Modules and Packages

Written by Alex Guyer | guyera@oregonstate.edu

This lecture is about modules and packages. We'll cover the following:

Defining custom modules
Defining custom packages
__pycache__

Defining custom modules

So far, all of the programs that we've written have been written in one gigantic Python file. As you start writing larger, more complex programs, it becomes important to organize your code into several smaller files rather than one giant file. Every programming language worth its salt provides some way of doing this. In Python, it's done through packages and modules. We'll start with modules.

For the most part, every Python file (i.e., any file ending in .py) is a Python module. Python modules (and packages) can be imported into other Python modules via the import keyword. When one module A imports another module B, A gets access to the various things (functions, classes, module-scope variables, module-scope constants, etc) that are defined within B. You've actually already done this several times to import modules and packages that are provided by the Python standard library (e.g., import math, and from typing import TextIO).

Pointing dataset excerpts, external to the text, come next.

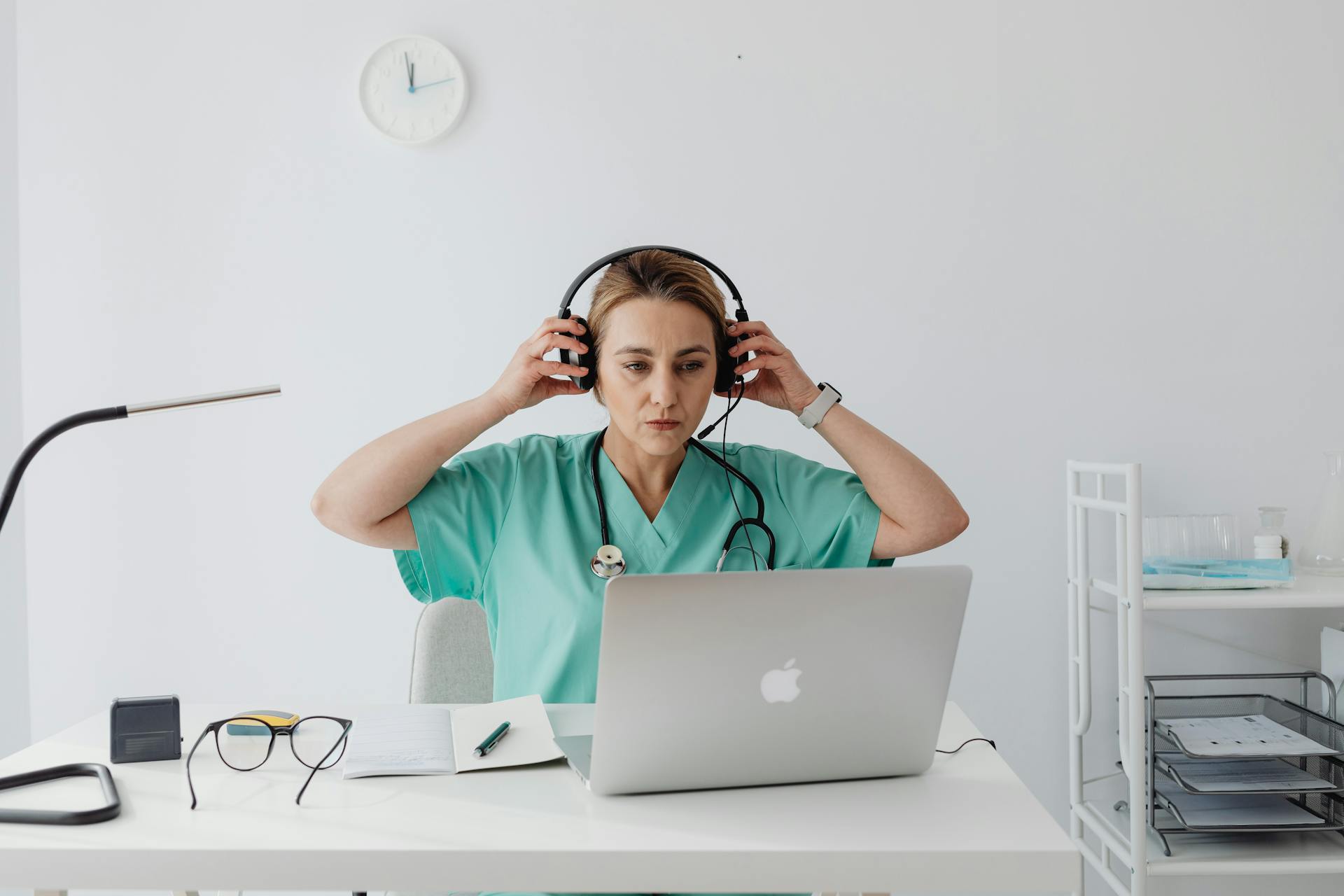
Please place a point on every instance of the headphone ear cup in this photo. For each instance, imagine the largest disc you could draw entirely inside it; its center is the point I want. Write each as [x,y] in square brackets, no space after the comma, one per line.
[585,359]
[724,377]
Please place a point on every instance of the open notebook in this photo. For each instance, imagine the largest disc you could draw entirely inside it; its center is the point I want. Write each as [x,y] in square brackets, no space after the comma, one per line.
[426,739]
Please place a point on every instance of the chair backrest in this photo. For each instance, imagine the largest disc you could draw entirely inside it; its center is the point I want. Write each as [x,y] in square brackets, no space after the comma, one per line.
[451,660]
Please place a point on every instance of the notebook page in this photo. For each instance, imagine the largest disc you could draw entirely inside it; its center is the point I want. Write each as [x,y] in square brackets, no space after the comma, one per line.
[530,736]
[413,739]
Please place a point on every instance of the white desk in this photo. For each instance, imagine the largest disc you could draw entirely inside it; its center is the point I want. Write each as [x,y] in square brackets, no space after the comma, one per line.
[968,824]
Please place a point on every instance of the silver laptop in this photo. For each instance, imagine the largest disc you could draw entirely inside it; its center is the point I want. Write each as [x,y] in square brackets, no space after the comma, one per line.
[737,679]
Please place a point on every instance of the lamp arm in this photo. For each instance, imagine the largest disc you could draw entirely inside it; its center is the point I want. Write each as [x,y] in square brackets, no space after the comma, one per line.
[11,484]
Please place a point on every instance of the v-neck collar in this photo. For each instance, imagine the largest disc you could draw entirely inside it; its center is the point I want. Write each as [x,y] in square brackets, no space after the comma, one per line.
[650,539]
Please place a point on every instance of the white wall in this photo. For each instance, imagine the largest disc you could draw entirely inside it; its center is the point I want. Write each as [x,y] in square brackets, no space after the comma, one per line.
[14,622]
[1009,234]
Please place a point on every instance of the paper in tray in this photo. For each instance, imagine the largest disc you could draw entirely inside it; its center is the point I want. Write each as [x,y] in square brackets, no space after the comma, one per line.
[1226,736]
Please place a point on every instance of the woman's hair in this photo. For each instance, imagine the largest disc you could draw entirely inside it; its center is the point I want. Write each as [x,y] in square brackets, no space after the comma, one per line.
[664,277]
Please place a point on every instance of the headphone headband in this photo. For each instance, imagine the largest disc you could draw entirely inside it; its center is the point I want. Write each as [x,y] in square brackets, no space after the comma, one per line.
[619,255]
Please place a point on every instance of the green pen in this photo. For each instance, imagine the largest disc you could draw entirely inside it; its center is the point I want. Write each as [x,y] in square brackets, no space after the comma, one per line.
[488,745]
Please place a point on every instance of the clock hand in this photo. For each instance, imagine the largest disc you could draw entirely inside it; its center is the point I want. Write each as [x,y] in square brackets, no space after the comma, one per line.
[432,83]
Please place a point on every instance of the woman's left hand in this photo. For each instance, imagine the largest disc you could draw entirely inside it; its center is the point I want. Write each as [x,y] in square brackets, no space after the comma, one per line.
[781,383]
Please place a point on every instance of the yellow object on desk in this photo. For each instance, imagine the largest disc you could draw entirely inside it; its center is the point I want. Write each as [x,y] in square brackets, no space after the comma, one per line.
[249,726]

But yes, the import keyword can be used to import your own custom modules and packages as well.

Wihin a Python module (i.e., within a file ending in .py), you can import another Python module via the following syntax:

import <name of other module>

Replace <name of other module> with the name of the other Python module that you'd like to import. However, when writing out the name of the other module, leave out the .py extension (for example, it should be import math, not import math.py).

When Mypy or the interpreter encounters an import statement, it searches for the specified module. If it (Mypy or the interpreter) fails to locate the specified module, errors will ensue.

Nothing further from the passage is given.